Black Friday Cyber Monday 2018
To put the impact of this into perspective, Black Friday and Cyber Monday is what we refer to as our World Cup. Each year, our merchants push the boundaries of our platform to handle more traffic and more sales. This year alone, merchants sold over $1.5 billion USD in sales throughout the holiday weekend.
What people may not realize is that Shopify is made up of many different internal services and interaction points with third-party providers, like payment gateways and shipping carriers. The performance and reliability of each of this dependencies can potentially affect our merchants and buyers in different ways. That’s why our Production Engineering teams preparations for BFCM run the entire gamut.
To increase the chances of success on BFCM Production Engineering run “game days” on our systems and their dependencies. Game days are a form of fault injection where we test our assumptions about the system by degrading its dependencies under controlled conditions. For example, we’ll introduce artificial latency into the code paths that interact with shipping providers to ensure that the system continues working and doing something reasonable. That could be, for instance, falling back to another third party or hard-coded defaults if a third party dependency were to become slow for any reason, or verifying that a particular service responds as expected to a problem with their main datastore.

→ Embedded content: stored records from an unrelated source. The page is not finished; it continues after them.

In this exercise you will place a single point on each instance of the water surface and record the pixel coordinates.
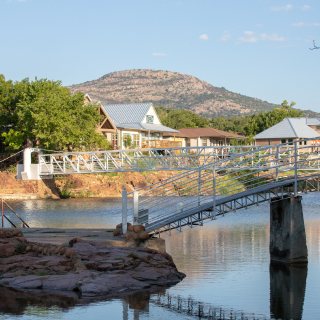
(226, 262)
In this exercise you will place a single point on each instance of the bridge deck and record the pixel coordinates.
(208, 206)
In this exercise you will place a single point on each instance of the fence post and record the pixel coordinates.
(2, 211)
(199, 185)
(124, 210)
(295, 169)
(214, 192)
(135, 206)
(278, 162)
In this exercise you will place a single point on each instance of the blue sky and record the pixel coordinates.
(258, 48)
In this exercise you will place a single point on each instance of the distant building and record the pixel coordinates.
(139, 120)
(289, 130)
(205, 137)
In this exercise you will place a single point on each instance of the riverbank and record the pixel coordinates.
(87, 267)
(103, 185)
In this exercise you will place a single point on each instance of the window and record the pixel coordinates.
(114, 140)
(136, 140)
(149, 119)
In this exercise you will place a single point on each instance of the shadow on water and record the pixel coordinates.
(287, 290)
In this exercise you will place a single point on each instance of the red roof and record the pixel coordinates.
(204, 132)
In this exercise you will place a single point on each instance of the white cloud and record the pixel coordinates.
(284, 8)
(249, 37)
(302, 24)
(159, 54)
(225, 36)
(204, 37)
(305, 7)
(271, 37)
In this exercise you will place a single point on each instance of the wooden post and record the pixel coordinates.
(2, 211)
(124, 210)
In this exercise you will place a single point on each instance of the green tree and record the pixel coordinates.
(47, 115)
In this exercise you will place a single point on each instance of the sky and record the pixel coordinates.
(259, 48)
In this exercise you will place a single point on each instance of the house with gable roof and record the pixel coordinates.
(289, 130)
(139, 120)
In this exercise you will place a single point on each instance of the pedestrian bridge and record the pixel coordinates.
(250, 157)
(229, 183)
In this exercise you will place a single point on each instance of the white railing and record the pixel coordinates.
(163, 159)
(241, 172)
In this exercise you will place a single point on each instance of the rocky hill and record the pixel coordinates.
(172, 90)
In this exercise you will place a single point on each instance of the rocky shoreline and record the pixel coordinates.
(103, 185)
(84, 267)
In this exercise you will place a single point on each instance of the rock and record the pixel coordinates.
(8, 234)
(144, 235)
(127, 236)
(136, 229)
(7, 249)
(15, 232)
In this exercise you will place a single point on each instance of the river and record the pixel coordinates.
(226, 262)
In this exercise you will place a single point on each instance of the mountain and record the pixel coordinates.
(172, 90)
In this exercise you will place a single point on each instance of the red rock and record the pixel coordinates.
(8, 234)
(144, 235)
(127, 236)
(116, 232)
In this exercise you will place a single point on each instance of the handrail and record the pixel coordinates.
(232, 175)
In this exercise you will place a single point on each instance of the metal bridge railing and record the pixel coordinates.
(159, 159)
(202, 187)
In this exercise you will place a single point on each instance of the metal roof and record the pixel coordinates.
(127, 113)
(130, 116)
(290, 128)
(145, 127)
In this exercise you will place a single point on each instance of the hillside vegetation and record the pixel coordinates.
(172, 90)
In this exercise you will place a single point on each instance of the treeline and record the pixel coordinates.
(249, 125)
(42, 113)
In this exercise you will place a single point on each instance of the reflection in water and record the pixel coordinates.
(287, 290)
(226, 263)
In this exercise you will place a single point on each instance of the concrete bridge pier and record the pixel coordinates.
(287, 232)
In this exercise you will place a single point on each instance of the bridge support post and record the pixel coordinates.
(135, 207)
(287, 232)
(124, 210)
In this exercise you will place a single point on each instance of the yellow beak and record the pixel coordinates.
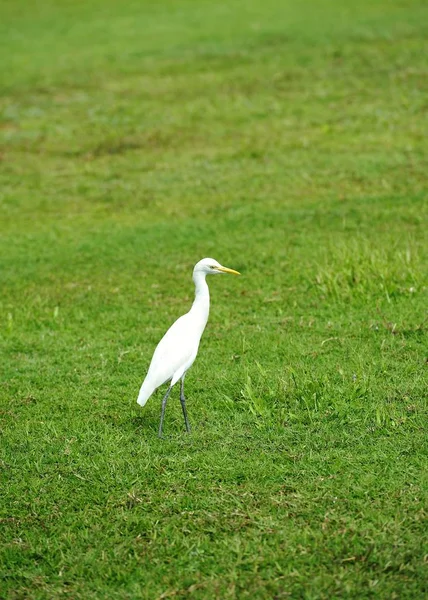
(226, 270)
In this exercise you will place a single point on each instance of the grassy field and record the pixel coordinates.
(288, 140)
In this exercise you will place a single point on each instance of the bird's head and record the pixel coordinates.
(209, 266)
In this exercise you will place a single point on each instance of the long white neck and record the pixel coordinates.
(201, 304)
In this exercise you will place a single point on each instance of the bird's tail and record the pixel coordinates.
(145, 392)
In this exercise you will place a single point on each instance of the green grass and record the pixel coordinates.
(288, 140)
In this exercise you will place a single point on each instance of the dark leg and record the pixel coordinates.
(165, 398)
(183, 405)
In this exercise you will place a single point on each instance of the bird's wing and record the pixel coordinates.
(175, 351)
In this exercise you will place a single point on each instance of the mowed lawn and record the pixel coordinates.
(288, 140)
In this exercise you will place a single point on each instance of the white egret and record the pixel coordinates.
(178, 348)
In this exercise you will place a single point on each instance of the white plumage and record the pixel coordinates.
(178, 348)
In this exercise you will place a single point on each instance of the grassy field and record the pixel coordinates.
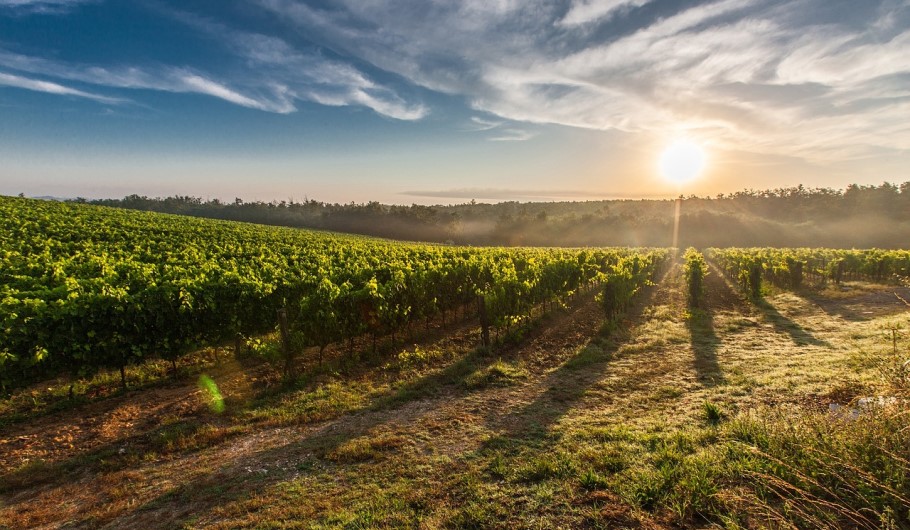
(676, 417)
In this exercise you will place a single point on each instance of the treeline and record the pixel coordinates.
(84, 288)
(858, 216)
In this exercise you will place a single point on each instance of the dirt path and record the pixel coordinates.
(653, 373)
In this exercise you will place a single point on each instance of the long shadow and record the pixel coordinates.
(781, 323)
(857, 309)
(705, 343)
(784, 325)
(234, 480)
(569, 383)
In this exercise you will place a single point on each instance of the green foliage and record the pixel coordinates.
(789, 268)
(625, 278)
(85, 287)
(696, 269)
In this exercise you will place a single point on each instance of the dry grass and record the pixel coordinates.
(571, 427)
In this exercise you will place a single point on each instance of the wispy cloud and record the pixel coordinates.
(272, 76)
(166, 79)
(53, 88)
(512, 135)
(307, 76)
(22, 7)
(588, 11)
(801, 78)
(482, 124)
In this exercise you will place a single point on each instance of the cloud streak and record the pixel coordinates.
(724, 70)
(27, 7)
(52, 88)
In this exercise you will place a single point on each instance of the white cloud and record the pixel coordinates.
(586, 11)
(52, 88)
(512, 135)
(792, 78)
(43, 6)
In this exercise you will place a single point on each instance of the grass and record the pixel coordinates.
(570, 426)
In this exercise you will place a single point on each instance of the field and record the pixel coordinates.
(647, 405)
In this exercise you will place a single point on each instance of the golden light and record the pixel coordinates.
(682, 161)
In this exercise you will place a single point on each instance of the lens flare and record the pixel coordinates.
(682, 161)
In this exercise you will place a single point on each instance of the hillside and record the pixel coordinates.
(856, 217)
(665, 420)
(162, 371)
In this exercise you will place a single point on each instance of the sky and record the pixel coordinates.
(445, 101)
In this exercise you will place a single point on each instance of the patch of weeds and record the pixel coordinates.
(614, 461)
(188, 435)
(416, 358)
(816, 470)
(477, 515)
(499, 373)
(498, 468)
(592, 480)
(667, 392)
(325, 402)
(546, 466)
(712, 412)
(592, 353)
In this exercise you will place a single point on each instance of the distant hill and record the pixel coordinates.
(855, 217)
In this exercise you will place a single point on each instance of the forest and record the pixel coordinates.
(859, 216)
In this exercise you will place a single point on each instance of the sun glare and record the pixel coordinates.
(682, 161)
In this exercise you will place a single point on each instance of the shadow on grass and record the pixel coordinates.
(705, 342)
(245, 473)
(784, 325)
(566, 385)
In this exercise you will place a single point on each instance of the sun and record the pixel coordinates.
(682, 161)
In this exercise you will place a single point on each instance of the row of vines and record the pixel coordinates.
(84, 287)
(795, 268)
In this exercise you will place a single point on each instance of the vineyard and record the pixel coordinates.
(367, 383)
(83, 288)
(795, 268)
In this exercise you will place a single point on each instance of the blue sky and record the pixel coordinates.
(439, 101)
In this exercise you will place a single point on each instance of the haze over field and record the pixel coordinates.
(444, 102)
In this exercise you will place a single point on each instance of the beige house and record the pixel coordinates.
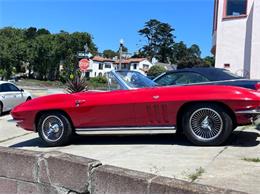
(236, 36)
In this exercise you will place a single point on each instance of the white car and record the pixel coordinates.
(11, 96)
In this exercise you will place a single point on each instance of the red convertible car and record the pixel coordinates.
(207, 115)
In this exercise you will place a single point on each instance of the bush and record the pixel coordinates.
(99, 79)
(155, 71)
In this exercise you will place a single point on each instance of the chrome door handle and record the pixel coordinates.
(78, 102)
(156, 97)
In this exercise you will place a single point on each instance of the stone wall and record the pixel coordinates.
(24, 171)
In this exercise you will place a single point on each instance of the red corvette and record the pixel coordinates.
(207, 115)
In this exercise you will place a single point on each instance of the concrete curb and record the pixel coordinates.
(23, 171)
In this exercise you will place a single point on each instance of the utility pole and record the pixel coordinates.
(120, 53)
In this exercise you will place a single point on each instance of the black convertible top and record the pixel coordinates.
(212, 74)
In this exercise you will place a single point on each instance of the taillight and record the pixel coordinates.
(257, 86)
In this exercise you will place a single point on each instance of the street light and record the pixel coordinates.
(120, 53)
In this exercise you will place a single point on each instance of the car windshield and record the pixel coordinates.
(135, 79)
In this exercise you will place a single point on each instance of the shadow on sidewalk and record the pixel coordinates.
(237, 139)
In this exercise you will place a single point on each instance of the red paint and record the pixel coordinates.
(257, 86)
(83, 65)
(225, 17)
(141, 107)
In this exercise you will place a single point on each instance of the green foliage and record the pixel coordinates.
(160, 40)
(41, 51)
(155, 71)
(186, 57)
(77, 84)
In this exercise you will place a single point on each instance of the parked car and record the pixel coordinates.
(11, 96)
(205, 76)
(207, 115)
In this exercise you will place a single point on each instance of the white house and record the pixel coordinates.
(98, 66)
(236, 36)
(141, 65)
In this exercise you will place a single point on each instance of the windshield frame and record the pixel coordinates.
(124, 85)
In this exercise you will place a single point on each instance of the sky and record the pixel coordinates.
(108, 21)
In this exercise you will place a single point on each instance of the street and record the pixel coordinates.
(228, 166)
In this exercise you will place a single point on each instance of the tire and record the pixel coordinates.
(1, 108)
(29, 98)
(54, 129)
(207, 124)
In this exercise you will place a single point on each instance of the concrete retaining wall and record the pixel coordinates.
(24, 171)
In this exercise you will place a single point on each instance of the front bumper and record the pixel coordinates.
(248, 116)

Besides fault injection work, Production Engineering also run load testing exercises where volumes similar to what we expect during BFCM are created synthetically and sent to the different applications to ensure that the system and its components behave well under the onslaught of requests they’ll serve on BFCM.
At Shopify, we pride ourselves on continuous and fast deploys to deliver features and fixes as fast as we can; however, the rate of change on a system increases the probability of issues that can affect our users. During the ramp-up period for BFCM, we manage the normal cadence of the company by establishing both a feature freeze and a code freeze. The feature freeze starts several weeks before BFCM and means no meaningful changes to user-facing features are deployed to prevent changes on merchant’s workflows. At that point in the year, changes, even improvements can have an unacceptable learning curve for merchants that are diligently getting ready for the big event.
A few days before BFCM and during the event an actual code freeze is in effect, means that only critical fixes can be deployed and everything else must remain in stasis. The idea is to reduce the possibility of introducing bugs and unexpected system interactions that could cause the service to be compromised during the peak days of the holiday season.
Did all of our preparations work out? With BFCM in the rearview mirror, we can say, yes. This BFCM weekend was a record breaker for Shopify. We saw nearly 11,000 orders created per minute and around 100,000 requests per second being served for extended periods during the weekend. All and all, most system metrics followed a pattern of 1.8 times what they were in 2017.
The somewhat unsurprising conclusion is that running towards the risk by injecting faults, load testing, and role-playing possible disaster scenarios pays off. Also, reliability goes beyond your “own” system most complex platforms these days have to deal with third parties to provide the best service possible. We have learned to trust our partners but also understand that any system can have downtime and in the end, Shopify is responsible to our merchants and buyers.